Grand jury: Contractors did no wrong, hauling away county property

By Daniel Silliman


A grand jury, looking into missing metal furniture and appliances that disappeared from the Lovejoy jail during renovations, has found that contractors did nothing wrong by hauling away the items.

There was, reportedly, about 2,800 pounds of unusable metal equipment, at the vacant, Clayton County jail, removed by contractors during renovations. According to the presentment released by the grand jury, the items included old toilets, piping, scrap metal, bookshelves and sinks. One contractor called it "just junk, some of it rusty."

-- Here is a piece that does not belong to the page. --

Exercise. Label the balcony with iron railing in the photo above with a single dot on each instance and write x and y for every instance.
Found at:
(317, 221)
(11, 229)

According to the grand jury presentment, GEO Group contractors were renovating the now-vacant, 192,000-square-foot, former county jail, after the organization agreed to lease the facilities for more than $3 million a year. During the renovations, the contractors asked county officials to get rid of old furniture and appliances within five days.

Construction employees said they got rid of the "rusty junk," when the county didn't remove it after more than a week. Contractors determined the items were unusable. Four truckloads of the metal furniture and appliances were hauled down to a recycling plant in Griffin.

The recycling plant paid $2,240 for the scrap metal.

The contractors reported they had donated more than half of the money to a fish fry, and offered to pay back the remaining $1,200.

County Attorney Michael Smith said the items still belonged to the county, even if they had been left at the jail. Smith told the grand jury that the county's ownership of the metal items was covered in the contract.

According to policy, all county property is included in an inventory, and is marked with a tag. Only county officials are allowed to dispose of tagged property.

The employees working on the 15 acres in Lovejoy thought, though, that the county had abandoned the items when it didn't haul them away.

Crandle Bray, former chairman of the county's Board of Commissioners, and an attorney for GEO Group, said the contract specifically stated the county was supposed to act within five days.

According to the grand jury presentment, Bray said the metal equipment was getting in the way of the renovations, and the county had not fulfilled its contractual obligations, abandoning the equipment.

Commission Chairman Eldrin Bell, asked about the missing items by a reporter, said he didn't know the details. He said he didn't understand why the grand jury was investigating, rather than the police. No police report was filed alleging theft, he said.

The missing materials were reported to the district attorney's office for a grand jury review by a county employee, who suspected it was stolen, or had political overtones, said John Turner, executive assistant district attorney.

The grand jury didn't find any political deals connected to the disappearance of the 2,800 pounds of metal. The grand jury "concluded that the county was negligent and inefficient on the issue," and "found that the contractors did no wrong."

The contractors were not asked to return the remaining money.